Selain itu, terminologi ‘efek jera’ selalu didengungkan sebagai alasan di balik penyusunan kebijakan pidana di Indonesia. Perlu diingat bahwa kita tidak bisa terus-menerus berlindung pada ‘efek jera’ demi mengeluarkan kebijakan yang punitif. Efek jera harus diukur dengan menggunakan indikator ilmiah yang didasarkan pada cabang keilmuan yang ada dan tidak berhenti pada tataran argumentatif. Kita harus belajar untuk mendasarkan kebijakan pidana pada bukti dan hasil, dan tidak membabi buta memangkas hak tersangka demi suatu hal yang masih bersifat asumtif.
Menyusun Pembelajaran
Kepentingan untuk meluruskan konteks dan membangun rasionalitas dalam kebijakan pidana berhubungan dengan apa yang diprediksikan Miller pada tahun 1934 bahwa hukum pidana akan ditempatkan sebagai bagian integral dari strategi kontrol sosial oleh pemerintah di berbagai belahan dunia. Namun, Garland (2001) mengingatkan bahwa pendekatan ini tidak akan memberikan keuntungan apapun dan sebaliknya, justru menunjukkan kelemahan dan ketidakmampuan pemerintah untuk merespons masalah kriminalitas di wilayahnya.

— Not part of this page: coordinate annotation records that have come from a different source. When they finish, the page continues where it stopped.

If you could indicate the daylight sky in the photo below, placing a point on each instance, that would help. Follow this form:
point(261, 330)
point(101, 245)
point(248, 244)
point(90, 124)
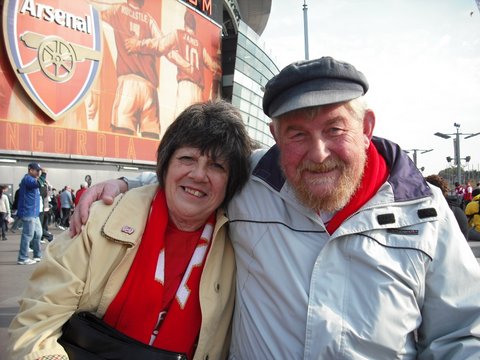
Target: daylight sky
point(421, 58)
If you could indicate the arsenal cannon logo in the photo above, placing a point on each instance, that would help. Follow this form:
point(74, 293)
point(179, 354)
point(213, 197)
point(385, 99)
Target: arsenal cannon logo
point(54, 47)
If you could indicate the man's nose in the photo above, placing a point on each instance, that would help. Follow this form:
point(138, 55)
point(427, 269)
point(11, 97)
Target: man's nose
point(319, 150)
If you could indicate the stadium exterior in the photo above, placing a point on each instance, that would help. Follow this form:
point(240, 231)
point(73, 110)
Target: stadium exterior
point(70, 147)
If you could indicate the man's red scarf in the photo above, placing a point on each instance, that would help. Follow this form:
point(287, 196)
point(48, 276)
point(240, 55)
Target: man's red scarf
point(157, 282)
point(375, 174)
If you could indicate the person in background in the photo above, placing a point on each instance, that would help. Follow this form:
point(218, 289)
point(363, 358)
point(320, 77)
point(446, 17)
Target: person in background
point(338, 235)
point(473, 214)
point(468, 195)
point(157, 264)
point(4, 210)
point(83, 187)
point(460, 192)
point(441, 183)
point(29, 211)
point(66, 202)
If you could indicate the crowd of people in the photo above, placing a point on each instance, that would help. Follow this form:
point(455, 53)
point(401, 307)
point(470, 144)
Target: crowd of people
point(35, 207)
point(330, 244)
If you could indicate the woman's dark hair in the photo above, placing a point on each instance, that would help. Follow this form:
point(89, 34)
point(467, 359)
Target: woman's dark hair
point(216, 128)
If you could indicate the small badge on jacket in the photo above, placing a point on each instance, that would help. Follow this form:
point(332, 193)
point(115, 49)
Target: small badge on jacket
point(127, 230)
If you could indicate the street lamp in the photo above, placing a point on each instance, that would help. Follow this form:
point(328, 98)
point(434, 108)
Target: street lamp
point(456, 147)
point(415, 153)
point(305, 28)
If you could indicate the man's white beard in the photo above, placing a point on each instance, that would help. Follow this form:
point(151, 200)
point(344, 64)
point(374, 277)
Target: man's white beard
point(341, 193)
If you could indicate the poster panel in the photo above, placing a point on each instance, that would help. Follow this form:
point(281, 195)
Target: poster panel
point(158, 56)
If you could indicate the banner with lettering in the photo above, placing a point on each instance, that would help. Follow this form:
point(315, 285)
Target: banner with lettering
point(153, 57)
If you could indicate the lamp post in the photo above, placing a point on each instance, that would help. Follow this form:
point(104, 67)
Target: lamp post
point(305, 27)
point(456, 147)
point(415, 151)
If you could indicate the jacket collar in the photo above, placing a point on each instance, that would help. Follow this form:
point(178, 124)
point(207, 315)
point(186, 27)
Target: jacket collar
point(405, 179)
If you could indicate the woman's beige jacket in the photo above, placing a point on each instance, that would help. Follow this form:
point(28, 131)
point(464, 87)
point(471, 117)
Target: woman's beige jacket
point(85, 273)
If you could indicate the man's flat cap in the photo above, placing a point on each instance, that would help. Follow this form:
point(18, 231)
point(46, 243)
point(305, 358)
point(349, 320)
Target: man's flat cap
point(312, 83)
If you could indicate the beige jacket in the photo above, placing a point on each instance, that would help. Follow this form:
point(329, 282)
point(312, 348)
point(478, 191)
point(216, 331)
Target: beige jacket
point(85, 273)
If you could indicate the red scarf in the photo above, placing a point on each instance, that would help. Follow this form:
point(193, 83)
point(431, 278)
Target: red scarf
point(136, 309)
point(375, 174)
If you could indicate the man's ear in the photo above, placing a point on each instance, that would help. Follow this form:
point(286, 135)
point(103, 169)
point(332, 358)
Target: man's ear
point(368, 125)
point(273, 130)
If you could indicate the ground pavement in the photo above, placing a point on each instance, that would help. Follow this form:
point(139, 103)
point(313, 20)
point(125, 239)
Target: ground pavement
point(13, 279)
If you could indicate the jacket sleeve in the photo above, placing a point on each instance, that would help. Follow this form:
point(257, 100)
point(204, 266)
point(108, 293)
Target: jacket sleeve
point(52, 295)
point(450, 326)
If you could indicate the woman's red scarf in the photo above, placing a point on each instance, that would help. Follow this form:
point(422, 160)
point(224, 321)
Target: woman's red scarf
point(140, 303)
point(375, 174)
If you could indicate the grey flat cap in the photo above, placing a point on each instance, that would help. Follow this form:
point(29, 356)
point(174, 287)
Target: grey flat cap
point(312, 83)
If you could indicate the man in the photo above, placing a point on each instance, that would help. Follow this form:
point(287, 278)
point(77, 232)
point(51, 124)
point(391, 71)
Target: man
point(78, 194)
point(342, 249)
point(136, 101)
point(45, 190)
point(66, 202)
point(184, 49)
point(29, 212)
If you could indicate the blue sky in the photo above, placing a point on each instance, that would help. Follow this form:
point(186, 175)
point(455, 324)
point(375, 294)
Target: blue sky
point(421, 57)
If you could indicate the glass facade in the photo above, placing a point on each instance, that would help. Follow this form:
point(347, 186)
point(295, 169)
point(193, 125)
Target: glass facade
point(253, 68)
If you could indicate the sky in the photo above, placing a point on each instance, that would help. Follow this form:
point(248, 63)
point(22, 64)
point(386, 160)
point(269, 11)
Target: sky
point(421, 59)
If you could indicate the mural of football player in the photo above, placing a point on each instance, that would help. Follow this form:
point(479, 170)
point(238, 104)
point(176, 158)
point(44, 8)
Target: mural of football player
point(185, 49)
point(135, 109)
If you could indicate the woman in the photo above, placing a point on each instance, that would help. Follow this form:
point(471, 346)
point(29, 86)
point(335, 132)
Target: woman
point(472, 211)
point(4, 211)
point(159, 252)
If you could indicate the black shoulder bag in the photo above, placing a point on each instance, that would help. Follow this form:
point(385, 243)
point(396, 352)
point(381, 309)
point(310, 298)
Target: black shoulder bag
point(86, 337)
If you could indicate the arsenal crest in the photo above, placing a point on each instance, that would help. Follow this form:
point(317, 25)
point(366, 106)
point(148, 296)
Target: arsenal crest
point(55, 50)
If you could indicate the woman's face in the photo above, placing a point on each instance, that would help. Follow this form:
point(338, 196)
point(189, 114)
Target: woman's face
point(195, 187)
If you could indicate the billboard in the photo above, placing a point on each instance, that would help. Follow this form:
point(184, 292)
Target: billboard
point(156, 58)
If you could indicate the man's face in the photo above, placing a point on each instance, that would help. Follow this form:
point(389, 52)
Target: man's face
point(323, 156)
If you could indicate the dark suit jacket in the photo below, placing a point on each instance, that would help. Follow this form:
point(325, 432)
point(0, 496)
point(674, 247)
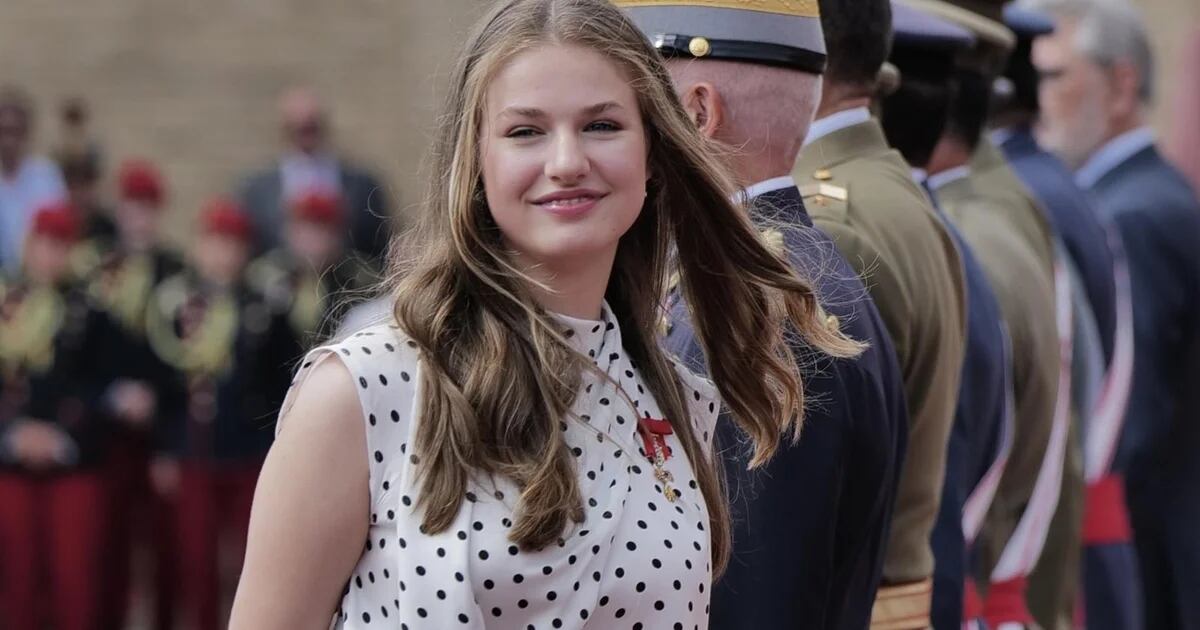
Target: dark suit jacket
point(810, 527)
point(1075, 221)
point(1159, 220)
point(367, 228)
point(976, 437)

Oleh sebab itu, selain melakukan evaluasi objektif terhadap kinerja penegak hukum dan mengembangkan mekanisme akuntabilitas peradilan pidananya, pemerintah perlu memikirkan ulang pendekatan punitif yang dijalankannya selama ini dan mulai mencari alternatif solusi yang lebih efektif untuk mencegah dan menanggulangi kejahatan di Indonesia.
Versi asli sudah pernah dimuat di situs: hukumonline.com.